For completeness, the paper also revisits the L∞ case. In that setting the candidate adversarial models can differ in all coordinates simultaneously, leading to an exponential (2ᵈ) candidate set. Kayastha et al. previously proposed a greedy algorithm that iteratively adjusts the most influential coordinate and updates the adversarial model accordingly. The authors restate this algorithm (Algorithm 2) and confirm its optimality for GLMs, but note that it remains computationally more demanding than the finite‑p approach.
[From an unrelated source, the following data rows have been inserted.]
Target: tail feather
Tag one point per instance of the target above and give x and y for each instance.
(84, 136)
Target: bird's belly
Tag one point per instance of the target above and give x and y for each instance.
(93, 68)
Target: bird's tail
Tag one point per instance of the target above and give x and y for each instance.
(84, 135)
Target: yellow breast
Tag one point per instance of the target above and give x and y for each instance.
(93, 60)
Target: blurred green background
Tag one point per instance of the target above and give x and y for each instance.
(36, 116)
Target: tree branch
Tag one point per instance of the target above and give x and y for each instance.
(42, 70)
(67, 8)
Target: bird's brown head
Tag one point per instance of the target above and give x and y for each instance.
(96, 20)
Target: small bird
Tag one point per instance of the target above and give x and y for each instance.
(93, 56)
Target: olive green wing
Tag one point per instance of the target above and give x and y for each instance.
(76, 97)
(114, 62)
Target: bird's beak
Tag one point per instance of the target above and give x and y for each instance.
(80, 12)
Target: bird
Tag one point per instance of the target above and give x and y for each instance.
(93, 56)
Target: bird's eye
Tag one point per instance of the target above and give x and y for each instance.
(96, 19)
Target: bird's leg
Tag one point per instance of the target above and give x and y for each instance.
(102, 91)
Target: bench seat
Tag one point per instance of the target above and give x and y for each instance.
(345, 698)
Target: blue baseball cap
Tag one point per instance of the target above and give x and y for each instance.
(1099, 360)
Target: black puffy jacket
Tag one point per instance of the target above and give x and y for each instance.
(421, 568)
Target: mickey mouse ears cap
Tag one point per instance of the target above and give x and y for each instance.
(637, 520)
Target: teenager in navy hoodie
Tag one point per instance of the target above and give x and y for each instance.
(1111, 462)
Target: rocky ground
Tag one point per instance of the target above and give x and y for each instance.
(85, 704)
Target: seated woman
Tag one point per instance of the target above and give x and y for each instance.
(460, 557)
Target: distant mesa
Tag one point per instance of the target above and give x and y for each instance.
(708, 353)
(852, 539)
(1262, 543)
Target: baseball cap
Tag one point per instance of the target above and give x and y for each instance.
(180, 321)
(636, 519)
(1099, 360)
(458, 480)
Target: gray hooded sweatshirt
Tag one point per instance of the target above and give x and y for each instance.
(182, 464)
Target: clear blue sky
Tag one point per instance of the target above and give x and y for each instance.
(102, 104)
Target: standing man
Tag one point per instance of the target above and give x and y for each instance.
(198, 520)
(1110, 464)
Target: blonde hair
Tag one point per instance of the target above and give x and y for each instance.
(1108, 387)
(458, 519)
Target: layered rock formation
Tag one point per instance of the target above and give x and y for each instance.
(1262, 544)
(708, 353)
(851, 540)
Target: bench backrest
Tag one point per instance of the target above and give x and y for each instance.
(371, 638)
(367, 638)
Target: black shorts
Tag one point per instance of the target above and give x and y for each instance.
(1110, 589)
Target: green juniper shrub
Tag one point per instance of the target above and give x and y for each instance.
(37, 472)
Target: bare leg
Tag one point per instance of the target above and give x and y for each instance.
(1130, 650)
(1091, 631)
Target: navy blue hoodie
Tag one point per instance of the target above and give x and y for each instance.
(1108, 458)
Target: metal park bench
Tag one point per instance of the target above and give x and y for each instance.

Empirical evaluation spans both linear and non‑linear classifiers on several real‑world datasets (e.g., German Credit). The experiments compare the proposed Lp‑algorithm (Algorithm 1) against the L∞ optimal algorithm, ROAR (a gradient‑based robust recourse method), and RBR (a Bayesian robust recourse method). Key findings include:

• Price Reduction: When model changes are measured with an L₁ or L₂ norm, the proposed method achieves recourse prices that are often 10‑1000× lower than those obtained under an L∞ bound, and substantially lower than ROAR/RBR, which suffer from the conservatism of the L∞ assumption.
• Sparsity: Recourse vectors produced by the Lp algorithm are markedly sparser (fewer features need to be altered), which improves interpretability and practical feasibility for end‑users.
• Robustness to Post‑Processing: The recourses remain valid after applying feasibility‑ensuring post‑processing steps (e.g., clipping to allowable feature ranges), demonstrating resilience to downstream adjustments.
• Scalability: Runtime scales linearly with the number of features, confirming the theoretical polynomial‑time claim. The method is competitive with, and often faster than, ROAR and RBR, especially in higher dimensions where the L∞ greedy search becomes costly.

In summary, this work introduces a more realistic model‑change constraint (Lp norm) for robust recourse, derives a provably optimal algorithm for generalized linear models, and validates its practical advantages through extensive experiments. By reducing the price of recourse, increasing sparsity, and maintaining robustness under realistic model updates, the proposed approach bridges a critical gap between theoretical guarantees and deployable recourse solutions. Future directions include extending the Lp‑bounded framework to richer model families (e.g., tree ensembles, deep neural networks) and integrating data‑driven predictions of future model shifts to further tighten the robustness‑cost trade‑off.